CUIDADOS DEL PEQUE
Mareos en los viajes

El mareo es una sensación muy desagradable e incómoda, especialmente, entre los niños de entre 2 y 12 años, los más propensos a padecerlo.

Llega el verano y, por supuesto, las vacaciones y los viajes para salir unos días de nuestra ciudad.
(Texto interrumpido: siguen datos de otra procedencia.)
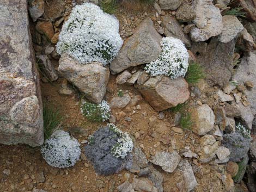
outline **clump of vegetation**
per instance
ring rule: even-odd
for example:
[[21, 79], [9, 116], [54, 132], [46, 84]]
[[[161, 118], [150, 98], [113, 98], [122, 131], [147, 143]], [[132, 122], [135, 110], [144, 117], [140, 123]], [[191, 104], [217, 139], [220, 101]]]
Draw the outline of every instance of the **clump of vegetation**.
[[167, 37], [161, 42], [162, 52], [155, 61], [146, 65], [145, 70], [151, 76], [164, 75], [175, 79], [184, 77], [188, 67], [188, 53], [179, 39]]
[[119, 29], [117, 18], [99, 7], [88, 3], [76, 5], [63, 24], [57, 52], [66, 53], [82, 64], [97, 61], [106, 65], [122, 46]]
[[118, 92], [117, 92], [117, 96], [118, 97], [123, 97], [124, 96], [124, 91], [123, 91], [123, 90], [120, 89], [118, 90]]
[[235, 126], [235, 129], [236, 131], [240, 133], [245, 138], [251, 139], [251, 131], [247, 129], [246, 126], [242, 125], [241, 122], [239, 122]]
[[195, 84], [205, 77], [204, 68], [199, 64], [193, 62], [188, 65], [187, 72], [185, 77], [187, 83]]
[[52, 107], [44, 105], [43, 108], [44, 133], [45, 140], [50, 138], [52, 133], [57, 129], [61, 123], [62, 117], [59, 110], [54, 110]]
[[63, 130], [54, 132], [45, 140], [41, 147], [41, 153], [47, 163], [58, 168], [74, 166], [81, 154], [77, 140]]
[[180, 126], [184, 129], [191, 129], [194, 122], [191, 118], [190, 113], [182, 113], [180, 118]]
[[173, 113], [181, 113], [184, 107], [185, 107], [186, 105], [186, 104], [185, 103], [179, 103], [175, 107], [173, 107], [169, 108], [169, 110]]
[[113, 14], [117, 11], [118, 8], [117, 0], [102, 0], [99, 4], [100, 8], [105, 13]]
[[105, 121], [111, 116], [109, 106], [104, 100], [99, 104], [85, 101], [82, 104], [81, 110], [82, 114], [92, 121]]
[[246, 18], [246, 16], [245, 16], [246, 13], [242, 12], [242, 9], [243, 8], [241, 7], [233, 8], [227, 10], [225, 13], [225, 15], [234, 15], [236, 17]]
Unas de las primeras preocupaciones de los padres cuando tienen planeado moverse en coche, barco o cualquier otro medio de transporte son los temidos mareos o cinetosis, a los que los niños son muy propensos. 
 

El mareo es una reacción del cuerpo ante una falta de coordinación entre la información recibida a través de la vista y el oído de movimiento y aceleración y la sensación de estabilidad recibida por el propio cuerpo que se mantiene quieto.  Esta descoordinación de percepciones produce una sensación de desequilibrio, malestar, ganas de vomitar y desorientación que comúnmente denominamos mareo.
 

Los niños de entre 2 y 12 años son los más propensos a padecer cinetosis por la maduración que está sufriendo su sistema nervioso central así que, una vez prevenidos, lo mejor es intentar evitar que los pequeños se mareen y que lo pasen mal durante todo el viaje, además, si no se remedia a tiempo, acabarán vomitando.
 

Algunos trucos para evitar los mareos

§   Lo mejor es darle de comer ligero antes del viaje para que no tenga sensación de pesadez en el estómago.
 

§   Ofrecer cuentos, videojuegos u otros aparatos electrónicos es una mala opción pues intensificarán el malestar al tener que estar la vista fija.
 

§   Es importante mantener el coche ventilado y a una temperatura agradable para evitar malos olores e incomodidad si hace demasiado frío o calor.
 

§   El niño debe comer en pequeñas cantidades durante el viaje y beber agua de manera frecuente.
 

§   Si se empieza a marear lo mejor es hacer una parada para que estire las piernas y se le pasen los síntomas. Si vamos en barco lo mejor es sentarle en la parte central (se nota menos el movimiento) y en las zonas descubiertas para que se aireé.
 

§   El niño debe llevar ropa cómoda y ancha.
 

§   Lo mejor es llevarle distraído jugando a algún juego, observando el paisaje, escuchando sus canciones favoritas o algún audiolibro.
 

§   La última opción es darle medicamentos que eviten el mareo pero antes de ofrecerle cualquier cosa hay que preguntar siempre al pediatra.
 

§   No hay que olvidarse de llevar una bolsa y una muda limpia por si, a pesar de todo, el pequeño acaba vomitando.
 

El coche y el barco suelen ser los medios de transporte que más marean y el tren y el avión las opciones más cómodas.